Тяжелые муки принял в болезни после трудов, наслаждений, утех, веселья и успехов в Японии, словно в наказанье Божье. И в Гонконге. Заболел холерой на переходе оттуда. Долго лежал на корабле, был при смерти и спасен любовью товарищей и аккуратностью лекарей. Их жесткий педантизм и порядок обернулись пользой и участием к молодому пленнику.
Потом лечился в Африке на Капском мысу, в умеренном климате.
Казалось бы, теперь все хорошо, но неприятное чувство нет-нет да шевельнется.
И вдруг горячий стыд охватил Алексея. Ведь он не мальчик, соскучившийся по дому, а, несмотря на двадцать два года, бывалый моряк, поживший в разных странах и, по циничному выражению французских офицеров, колониальных прожигателей жизни, «питавшийся» там «местными продуктами».
Сибирцев отпрянул от борта, прошелся по палубе и, бессознательно желая переменить вид перед глазами и настроение, ушел на корму.
Выйдя из-под тента, натянутого еще в тропиках, он увидел зелено-голубую даль моря в солнце; там было тепло, заманчиво, там была пройденная Атлантика.
Там были не просто «местные продукты». Сверстницы Алексея оказывались не безропотными и бесправными созданиями. Энн Боуринг была дочерью губернатора Гонконга.
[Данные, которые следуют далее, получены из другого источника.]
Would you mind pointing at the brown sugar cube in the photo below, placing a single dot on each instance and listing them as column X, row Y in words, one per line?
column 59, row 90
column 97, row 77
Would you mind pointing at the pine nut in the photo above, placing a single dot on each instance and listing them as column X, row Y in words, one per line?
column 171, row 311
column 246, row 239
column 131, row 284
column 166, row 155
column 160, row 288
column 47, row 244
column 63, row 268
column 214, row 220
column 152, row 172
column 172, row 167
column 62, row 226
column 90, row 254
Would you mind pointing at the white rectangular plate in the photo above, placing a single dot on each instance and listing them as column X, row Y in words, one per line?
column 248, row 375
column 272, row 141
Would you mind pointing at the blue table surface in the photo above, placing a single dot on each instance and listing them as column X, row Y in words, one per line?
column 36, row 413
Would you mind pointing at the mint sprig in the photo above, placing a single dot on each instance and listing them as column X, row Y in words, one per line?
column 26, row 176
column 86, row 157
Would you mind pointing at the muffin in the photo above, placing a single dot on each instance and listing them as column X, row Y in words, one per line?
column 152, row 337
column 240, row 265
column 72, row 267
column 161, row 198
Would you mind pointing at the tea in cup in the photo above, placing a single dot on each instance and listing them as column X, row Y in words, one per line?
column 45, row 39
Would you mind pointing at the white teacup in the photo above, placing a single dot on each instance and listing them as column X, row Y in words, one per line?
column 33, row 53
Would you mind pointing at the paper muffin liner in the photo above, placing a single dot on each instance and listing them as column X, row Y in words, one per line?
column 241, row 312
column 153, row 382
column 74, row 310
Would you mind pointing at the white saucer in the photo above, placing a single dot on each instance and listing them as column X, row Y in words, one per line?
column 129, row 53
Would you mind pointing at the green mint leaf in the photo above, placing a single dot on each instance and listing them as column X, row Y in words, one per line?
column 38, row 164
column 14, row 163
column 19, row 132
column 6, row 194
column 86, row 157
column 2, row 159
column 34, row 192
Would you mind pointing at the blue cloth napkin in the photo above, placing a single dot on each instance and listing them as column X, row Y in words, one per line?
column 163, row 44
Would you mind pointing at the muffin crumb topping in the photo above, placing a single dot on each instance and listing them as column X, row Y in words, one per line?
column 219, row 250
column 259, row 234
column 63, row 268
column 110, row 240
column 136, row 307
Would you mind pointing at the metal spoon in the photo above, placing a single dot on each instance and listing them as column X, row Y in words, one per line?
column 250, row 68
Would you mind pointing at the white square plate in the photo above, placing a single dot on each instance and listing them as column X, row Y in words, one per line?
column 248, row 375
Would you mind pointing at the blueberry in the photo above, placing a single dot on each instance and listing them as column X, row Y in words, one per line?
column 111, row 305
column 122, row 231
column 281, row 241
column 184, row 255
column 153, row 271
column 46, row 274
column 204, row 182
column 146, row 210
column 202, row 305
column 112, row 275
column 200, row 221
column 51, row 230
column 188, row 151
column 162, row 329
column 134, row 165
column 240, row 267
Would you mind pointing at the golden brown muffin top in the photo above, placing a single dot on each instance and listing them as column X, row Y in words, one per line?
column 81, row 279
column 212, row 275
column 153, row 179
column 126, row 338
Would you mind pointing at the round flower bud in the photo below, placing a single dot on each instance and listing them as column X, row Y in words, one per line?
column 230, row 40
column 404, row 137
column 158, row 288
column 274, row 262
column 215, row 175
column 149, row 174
Алексей жил среди разных народов, но с одинаково прочными нервами. Такими были и их женщины.
Но нужно переломить себя, взять в руки. Все забыть.
А пройденная Атлантика посылала привет, напоминала, что еще не все кончено, что еще с океаном рано прощаться, что где-то там, еще дальше, в южных морях, цветущие города на островах, где Алексея помнят и, может быть, ждут. Да, там был Атлантический океан, а за ним целый мир, и он манил к себе заново, напоминая, что годы прожиты не зря, что молодость еще не прошла, что, так долго и настойчиво набираясь сил и опыта, Алексей лишь готовился к чему-то большему, чего еще сам не мог угадать.
Было не просто увлечение, нельзя легко отбросить. Ах, если бы не сказал «да», отвечая на вопрос Энн, по сути, в такой решающий миг, когда означало, что дал слово, равно клятве. Нужны силы, чтобы теперь обрести себя, найтись. Неужели я так раним, что при воспоминании об Энн Боуринг чувствую стрелу в пяте?